Permasalahan ekonomi muncul tentu
beriringan pula munculnya masalah sosial lainnya. Dalam perjalanan saya di
desa-desa di daerah Jawa Tengah, ada yang mengiris hati kecil saya. Betapa
tidak saat saya menjumpai seorang gadis belia, usia di bawah umur sedang
menyusui bayi kecil yang lucu, yang dimatanya terpancar keputusasaan.
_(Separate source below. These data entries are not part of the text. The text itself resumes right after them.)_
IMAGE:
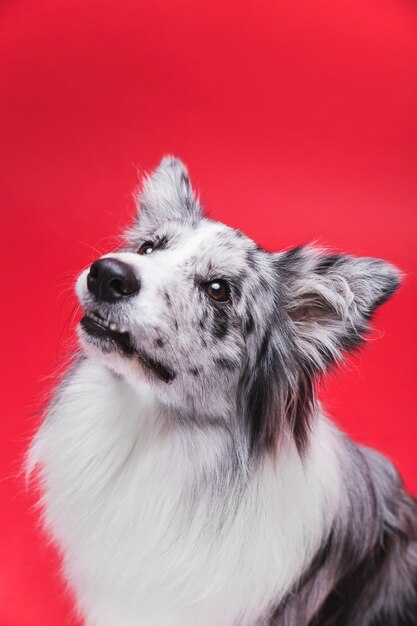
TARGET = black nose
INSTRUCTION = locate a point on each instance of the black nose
(111, 279)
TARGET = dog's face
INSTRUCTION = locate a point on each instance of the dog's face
(213, 326)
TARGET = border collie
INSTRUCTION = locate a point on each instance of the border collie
(188, 472)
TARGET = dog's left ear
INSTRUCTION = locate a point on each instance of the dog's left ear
(330, 298)
(167, 195)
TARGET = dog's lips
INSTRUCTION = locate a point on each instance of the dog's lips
(103, 330)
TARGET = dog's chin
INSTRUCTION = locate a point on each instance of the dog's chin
(109, 339)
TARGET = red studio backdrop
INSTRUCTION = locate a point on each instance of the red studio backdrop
(298, 121)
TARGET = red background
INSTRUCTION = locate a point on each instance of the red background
(298, 121)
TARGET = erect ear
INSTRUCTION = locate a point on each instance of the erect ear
(167, 195)
(330, 298)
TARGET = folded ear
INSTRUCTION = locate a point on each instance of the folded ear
(167, 195)
(330, 298)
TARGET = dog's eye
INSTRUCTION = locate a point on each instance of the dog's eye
(146, 248)
(217, 290)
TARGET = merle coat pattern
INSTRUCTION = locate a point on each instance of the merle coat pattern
(188, 473)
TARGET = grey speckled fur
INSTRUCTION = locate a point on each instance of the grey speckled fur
(218, 491)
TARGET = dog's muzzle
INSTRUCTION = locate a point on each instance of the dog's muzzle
(110, 280)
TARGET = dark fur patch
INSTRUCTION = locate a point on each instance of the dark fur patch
(226, 364)
(220, 325)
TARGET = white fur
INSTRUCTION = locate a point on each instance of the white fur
(116, 481)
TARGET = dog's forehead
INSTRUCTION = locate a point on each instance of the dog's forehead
(215, 244)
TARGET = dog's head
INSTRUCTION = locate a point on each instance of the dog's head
(217, 329)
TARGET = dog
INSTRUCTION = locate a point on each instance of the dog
(189, 475)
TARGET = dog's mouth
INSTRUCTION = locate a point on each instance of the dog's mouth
(112, 335)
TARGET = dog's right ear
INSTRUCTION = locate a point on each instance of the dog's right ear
(167, 195)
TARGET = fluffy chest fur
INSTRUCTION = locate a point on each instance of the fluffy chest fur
(156, 526)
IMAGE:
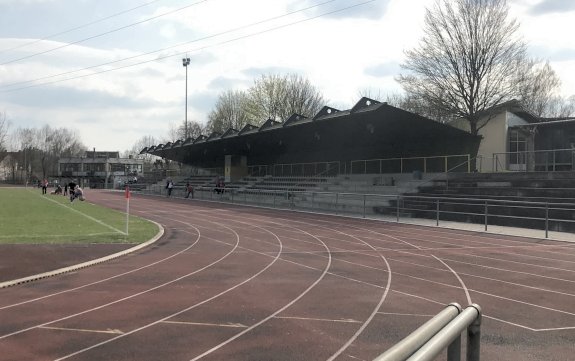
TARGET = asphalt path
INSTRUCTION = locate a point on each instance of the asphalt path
(228, 282)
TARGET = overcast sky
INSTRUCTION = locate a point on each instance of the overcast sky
(112, 69)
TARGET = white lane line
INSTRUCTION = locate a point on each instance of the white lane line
(405, 314)
(463, 286)
(346, 320)
(188, 308)
(289, 304)
(133, 249)
(56, 235)
(108, 331)
(232, 325)
(127, 297)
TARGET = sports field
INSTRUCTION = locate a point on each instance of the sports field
(27, 216)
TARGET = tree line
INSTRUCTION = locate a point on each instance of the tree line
(29, 154)
(471, 57)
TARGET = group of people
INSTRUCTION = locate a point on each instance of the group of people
(189, 189)
(74, 190)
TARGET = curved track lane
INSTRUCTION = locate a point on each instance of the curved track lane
(227, 282)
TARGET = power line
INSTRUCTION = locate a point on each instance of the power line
(78, 27)
(181, 44)
(102, 34)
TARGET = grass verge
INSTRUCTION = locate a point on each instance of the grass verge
(26, 216)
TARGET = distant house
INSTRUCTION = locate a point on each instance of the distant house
(100, 169)
(513, 139)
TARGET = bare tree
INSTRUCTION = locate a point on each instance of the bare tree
(278, 97)
(410, 103)
(538, 86)
(41, 148)
(229, 112)
(467, 60)
(4, 126)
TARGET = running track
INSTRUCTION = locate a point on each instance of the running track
(241, 283)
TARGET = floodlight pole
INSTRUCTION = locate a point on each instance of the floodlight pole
(185, 63)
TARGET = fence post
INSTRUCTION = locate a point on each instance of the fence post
(485, 216)
(546, 219)
(474, 336)
(397, 208)
(454, 350)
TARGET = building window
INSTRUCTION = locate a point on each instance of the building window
(517, 147)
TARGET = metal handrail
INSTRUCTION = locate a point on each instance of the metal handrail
(441, 332)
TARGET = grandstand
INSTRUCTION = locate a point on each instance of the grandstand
(371, 160)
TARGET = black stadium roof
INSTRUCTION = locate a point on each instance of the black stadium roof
(369, 130)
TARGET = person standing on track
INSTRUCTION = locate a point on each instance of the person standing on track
(44, 186)
(189, 190)
(169, 187)
(78, 193)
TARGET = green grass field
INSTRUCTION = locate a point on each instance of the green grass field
(27, 216)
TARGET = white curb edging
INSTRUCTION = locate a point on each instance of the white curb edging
(84, 264)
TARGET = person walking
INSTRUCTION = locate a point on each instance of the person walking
(189, 190)
(169, 187)
(44, 186)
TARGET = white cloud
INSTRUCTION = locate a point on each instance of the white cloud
(341, 55)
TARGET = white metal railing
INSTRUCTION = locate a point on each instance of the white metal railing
(552, 160)
(432, 164)
(439, 333)
(532, 214)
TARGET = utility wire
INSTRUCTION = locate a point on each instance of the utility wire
(102, 34)
(181, 44)
(78, 27)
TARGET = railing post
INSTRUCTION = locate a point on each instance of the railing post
(437, 212)
(546, 219)
(485, 216)
(397, 208)
(454, 350)
(474, 336)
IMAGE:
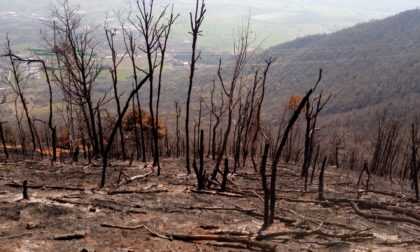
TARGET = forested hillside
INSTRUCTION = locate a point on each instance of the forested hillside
(371, 66)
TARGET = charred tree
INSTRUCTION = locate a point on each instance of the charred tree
(196, 21)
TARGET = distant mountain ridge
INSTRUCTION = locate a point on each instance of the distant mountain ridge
(371, 65)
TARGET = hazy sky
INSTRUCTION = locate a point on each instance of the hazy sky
(276, 21)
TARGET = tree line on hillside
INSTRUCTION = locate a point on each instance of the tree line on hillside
(227, 132)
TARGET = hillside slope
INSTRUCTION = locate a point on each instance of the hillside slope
(371, 66)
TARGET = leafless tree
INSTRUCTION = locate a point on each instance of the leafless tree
(196, 21)
(155, 32)
(280, 148)
(17, 84)
(311, 116)
(241, 54)
(76, 52)
(414, 163)
(113, 69)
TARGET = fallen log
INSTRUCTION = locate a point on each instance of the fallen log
(69, 188)
(235, 195)
(383, 217)
(72, 236)
(14, 236)
(380, 205)
(114, 192)
(206, 237)
(219, 209)
(317, 231)
(131, 179)
(222, 238)
(111, 205)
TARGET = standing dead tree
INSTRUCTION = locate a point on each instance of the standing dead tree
(196, 22)
(387, 144)
(311, 116)
(265, 187)
(52, 128)
(177, 133)
(280, 148)
(17, 84)
(200, 172)
(105, 150)
(155, 31)
(257, 120)
(321, 180)
(414, 163)
(77, 60)
(218, 113)
(338, 143)
(241, 57)
(2, 137)
(131, 49)
(364, 170)
(113, 69)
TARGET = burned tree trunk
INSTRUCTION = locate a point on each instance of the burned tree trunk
(321, 180)
(265, 187)
(225, 174)
(196, 23)
(414, 164)
(3, 140)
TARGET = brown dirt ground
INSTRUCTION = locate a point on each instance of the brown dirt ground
(168, 205)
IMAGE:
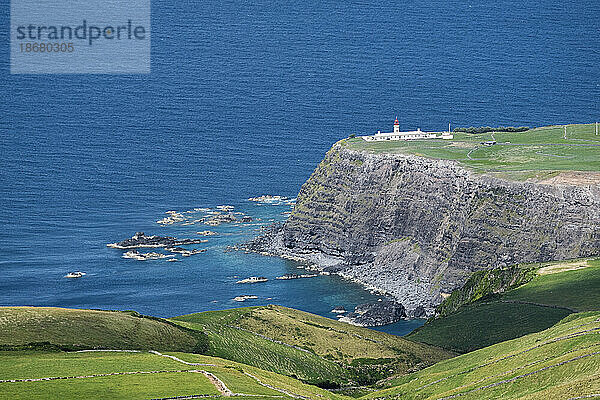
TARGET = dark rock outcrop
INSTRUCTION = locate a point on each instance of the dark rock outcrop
(418, 227)
(376, 314)
(140, 239)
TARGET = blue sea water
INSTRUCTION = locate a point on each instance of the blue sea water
(244, 99)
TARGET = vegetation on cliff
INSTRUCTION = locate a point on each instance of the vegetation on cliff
(314, 349)
(560, 362)
(550, 295)
(540, 149)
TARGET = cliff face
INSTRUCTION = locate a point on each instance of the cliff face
(418, 228)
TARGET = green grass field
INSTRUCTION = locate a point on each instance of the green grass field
(90, 329)
(577, 289)
(540, 149)
(559, 363)
(312, 348)
(238, 378)
(510, 315)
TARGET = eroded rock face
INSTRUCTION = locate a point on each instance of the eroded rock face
(417, 227)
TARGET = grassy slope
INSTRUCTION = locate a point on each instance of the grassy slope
(532, 154)
(578, 289)
(23, 364)
(560, 362)
(88, 329)
(245, 347)
(321, 345)
(491, 321)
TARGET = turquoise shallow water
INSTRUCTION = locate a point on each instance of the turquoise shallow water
(245, 99)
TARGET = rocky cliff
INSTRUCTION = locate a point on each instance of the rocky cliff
(417, 228)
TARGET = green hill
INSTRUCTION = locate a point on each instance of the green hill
(112, 375)
(540, 149)
(313, 348)
(561, 362)
(68, 329)
(555, 291)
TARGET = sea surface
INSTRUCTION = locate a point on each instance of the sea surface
(244, 99)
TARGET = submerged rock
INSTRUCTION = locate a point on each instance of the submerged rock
(418, 312)
(136, 255)
(140, 239)
(296, 276)
(245, 297)
(253, 279)
(376, 314)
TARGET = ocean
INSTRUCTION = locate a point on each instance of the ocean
(244, 99)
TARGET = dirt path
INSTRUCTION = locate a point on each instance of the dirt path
(94, 375)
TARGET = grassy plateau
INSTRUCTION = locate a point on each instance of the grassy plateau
(537, 153)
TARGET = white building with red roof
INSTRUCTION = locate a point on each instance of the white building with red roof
(406, 135)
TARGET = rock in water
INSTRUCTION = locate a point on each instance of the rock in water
(418, 312)
(140, 239)
(376, 314)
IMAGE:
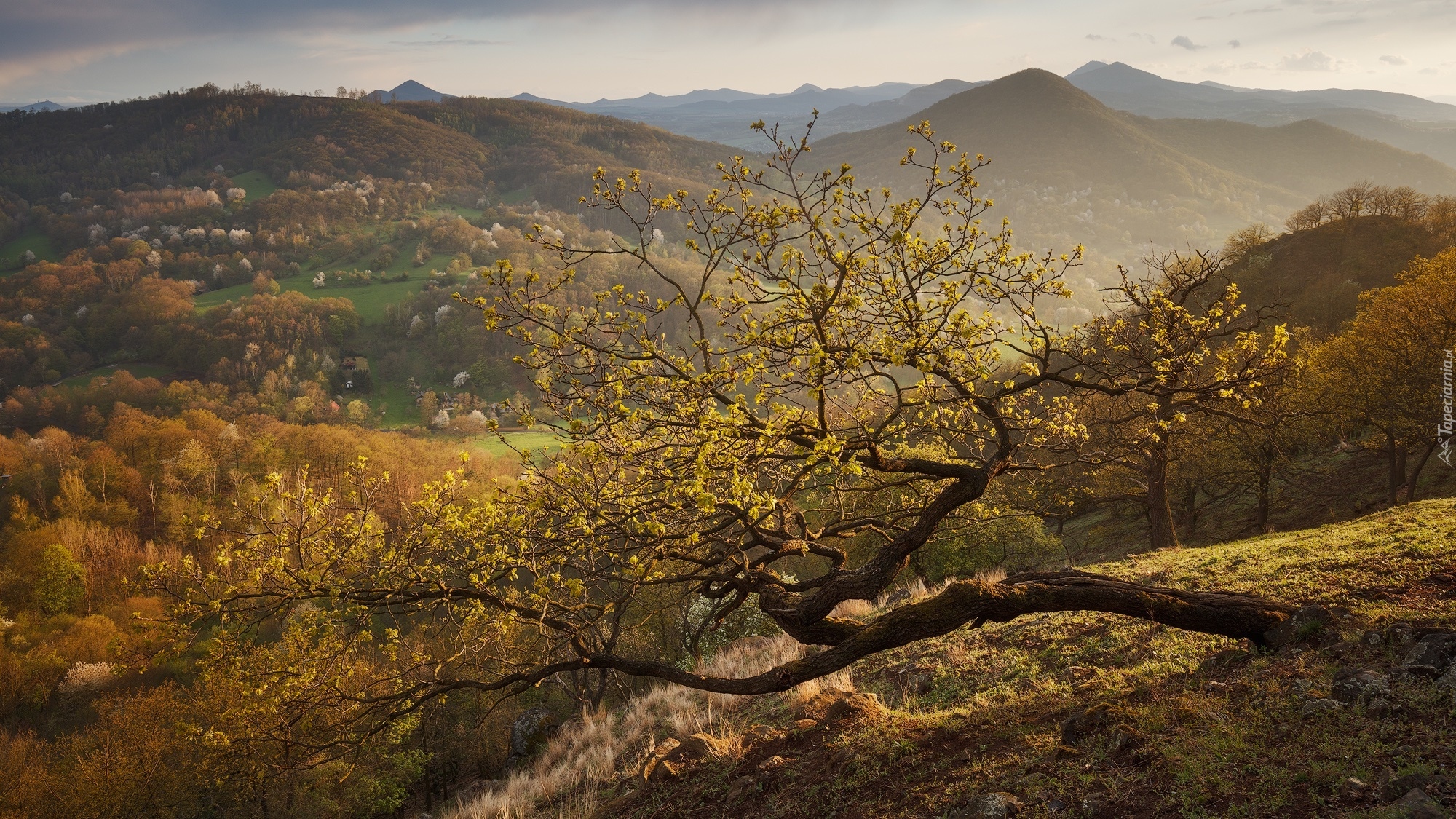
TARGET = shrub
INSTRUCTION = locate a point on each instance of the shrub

Pernikahan dini ternyata, lulusan sekolah dasar (SD) sudah harus mengarungi
kerasnya dinamika rumah tangga, ini prestasi kemunduran. Mengapa semua ini
terjadi, tidak lain karena faktor ekonomi, yang membutakan mata bahwa kehidupan
didepan masih panjang, masih ada harapan untuk lebih baik. Dan mengapa masalah
ekonomi muncul kepermukaan, tidak lain karena lemahnya pendidikan, kurnganya
kesadaran akan pentingnya pendidikan. Dan pendidikan itu tidaklah selalu lisan
namun juga di sampaikan melalui tulisan, membaca tentu menjadi hal pokok dalam
memenuhi pundi-pundi ilmu.
Berlatar belakang semua itu muncul
inisiatif dalam rangka pengembangan pendidikan untuk mendirikan taman baca desa . Dengan keberadaan taman
baca tersebut secara umum masyarakat dari berbagai golongan baik pelajar, guru,
petani, pedagang, dan masyarakat umum dapat terbantu dalam memenuhi kebutuhan
informasi, pengetahuan, bimbingan, hiburan dan lain sebagainya melalui buku
yang disediakan. untuk memenuhi tuntutan dan kepuasan masyarakat untuk
memperluas khazanah keilmuan. Dalam perkembangannya taman baca desa tidak hanya memberikan layanan dalam hal pemberian
kemudahan dalam konsumsi buku bacaan namun juga memberikan wadah diskusi,
bimbingan belajar membaca, bimbingan
belajar mandiri, dan pengembangan wirausaha desa yang semuanya dilaksanakan
secara gratis bagi pelajar dan masyarakat umum. Memang terihat kecil, namun
diyakini bahwa dari yang kecil inilah kita bisa meIndonesiakan Indonesia,
sebuah bangsa yang bermartabat, sama rata, sama rasa dan memiliki hak untuk
berkembang yang sama pula.
Tentu jalan juang individu
berbeda-beda, terutama mahasiswa. Ada diantaranya yang berjuang melawan
terjalnya kebijakan pemerintah, ada yang berjuang dalam pengembangan riset dan
penelitian untuk bangsa dan ada yang mengabdikan diri untuk masyarakat. Dan yang
perlu di garis bawahi bahwa negeri ini dapat bernafas dari udara rakyat melalui
pajak yang mereka berikan, sudah barang wajib hukumnya kita berbuat untuk
rakyat. Dan dalam hal ini masyarakat pedesaanlah yang memerlukan rasa
kepedulian kita akan pendidikan. Jika setiap desa memiliki satu gerakan budaya
membaca yang dikoordinasi dengan baik dan penuh rasa keinginan memajukan bangsa
ini, maka pastilah kita menjadi bangsa yang lebih maju. Mahasiswa adalah
manusia yang sadar maka mari bangun dari mimpi dan ciptakan mimpi.